The simulated data sets are the \(2\times 2\) confusion matrices cross-classifying actual and predicted classifications of \(n=100\) cases under the assumption of a prevalence rate (Pr) of class ‘\(+\)’. The study has been designed as a multi-factor experimental design with four factors: prevalence rate Pr, classifier sensitivity \(\alpha\), classifier specificity \(\beta\) and classifier propensity of randomly classifying cases into classes \(\theta\). A total of 576 different scenarios have been investigated, corresponding to balanced and imbalanced data sets, obtained by assigning 3 levels (i.e. 0.5, 0.7, 0.9) to factor Pr; moreover, the factors \(\alpha\) and \(\beta\) have 8 levels: 0.3, 0.4, 0.5, 0.6, 0.7, 0.8, 0.9, 0.95; and the factor \(\theta\) has 3 levels: 0.05, 0.20, 0.50. The behavior of each performance measure is assessed by looking at the the bias of the measure related to the true predictive performance value.

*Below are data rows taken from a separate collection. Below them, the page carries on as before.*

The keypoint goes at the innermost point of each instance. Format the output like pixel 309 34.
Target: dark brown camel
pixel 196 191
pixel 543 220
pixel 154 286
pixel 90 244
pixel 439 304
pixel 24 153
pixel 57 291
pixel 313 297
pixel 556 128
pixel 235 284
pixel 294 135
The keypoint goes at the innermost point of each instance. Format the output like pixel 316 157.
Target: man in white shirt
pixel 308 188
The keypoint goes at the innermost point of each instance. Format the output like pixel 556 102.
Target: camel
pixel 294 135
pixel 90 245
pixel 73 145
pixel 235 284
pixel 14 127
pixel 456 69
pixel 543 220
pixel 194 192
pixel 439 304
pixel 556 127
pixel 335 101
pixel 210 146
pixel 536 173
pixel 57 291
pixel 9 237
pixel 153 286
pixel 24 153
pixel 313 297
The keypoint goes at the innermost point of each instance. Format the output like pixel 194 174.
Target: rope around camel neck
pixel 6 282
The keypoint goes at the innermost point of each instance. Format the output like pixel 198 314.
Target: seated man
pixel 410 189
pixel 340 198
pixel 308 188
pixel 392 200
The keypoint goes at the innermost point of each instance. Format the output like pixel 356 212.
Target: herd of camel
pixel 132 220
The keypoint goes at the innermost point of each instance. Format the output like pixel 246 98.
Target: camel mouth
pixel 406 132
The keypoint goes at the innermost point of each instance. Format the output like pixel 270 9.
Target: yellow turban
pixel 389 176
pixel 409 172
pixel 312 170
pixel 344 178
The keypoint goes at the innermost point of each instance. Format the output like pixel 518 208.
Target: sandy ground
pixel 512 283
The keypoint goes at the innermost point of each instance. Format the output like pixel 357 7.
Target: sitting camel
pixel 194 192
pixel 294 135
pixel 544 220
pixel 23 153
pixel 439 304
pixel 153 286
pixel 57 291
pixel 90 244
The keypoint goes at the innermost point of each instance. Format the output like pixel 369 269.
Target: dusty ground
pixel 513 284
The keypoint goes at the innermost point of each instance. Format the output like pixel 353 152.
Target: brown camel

The simulation procedure works as follows:

  1. 1.

    set the factors Pr, \(\alpha\), \(\beta\) and \(\theta\) at the beginning of each experiment;

  2. 2.

    assign the n cases to the actual class in such a way that the probability of belonging to class ‘\(+\)’ is Pr;

  3. 3.

    choose a proportion of \(\theta\) cases and randomly assign them into ‘\(+\)’ or ‘−’ class with the same probability 1/2, assuming that non random classifications lead to a correct classification;

  4. 4.

    assign the \((1-\theta )\%\) not-randomly-classified cases to the predicted class in such a way that the probability of belonging to class ‘\(+\)’ is \(\alpha\) for cases with actual class ‘\(+\)’, and \(1-\beta\) for cases with actual class ‘−’;

  5. 5.

    match actual and predicted classifications for each case and fill the \(2 \times 2\) confusion matrix;

  6. 6.

    assess the predictive performance via Precision, Sensitivity, F1-score, Accuracy, Balanced Accuracy, Cohen’s K, \(AC_{1}\), and \(\text {Balanced } AC_{1}\);

  7. 7.

    repeat R times steps 2 through 6;

  8. 8.

    for each measure under comparison, the performance — expressed in terms of relative bias — is estimated as follows:

    $$\begin{aligned} \text {RelBias}=\frac{\frac{1}{R} \sum _{r=1}^R \hat{p}_r - p^*}{p^*} \end{aligned}$$
    (8)

    where \(\hat{p}_r\) is the classifier performance estimated for the rth data set, and \(p^*\) is the ‘true’ value of classifier performance, which can be defined for each combination of \(\alpha\), \(\beta\) and \(\theta\).

3.2 Simulation results

The values of relative bias obtained for each performance measure and every combination of \(\alpha\) and \(\beta\) are represented in Figs. 1 through 3 for each propensity for random classification \(\theta\) (on row) and prevalence rate (on column). Simulation results highlight the different behavior of the predictive performance measures under comparison: for most scenarios, the performance measures with the worst and best behavior in terms of relative bias are Sensitivity and Balanced \(AC_1\), respectively.

Fig. 1
figure 1

Relative bias of Precision, Sensitivity and F1-score

Fig. 2
figure 2

Relative bias of Accuracy and Balanced Accuracy

Fig. 3
figure 3

Relative bias of Cohen’s K, \(AC_1\) and Balanced \(AC_1\)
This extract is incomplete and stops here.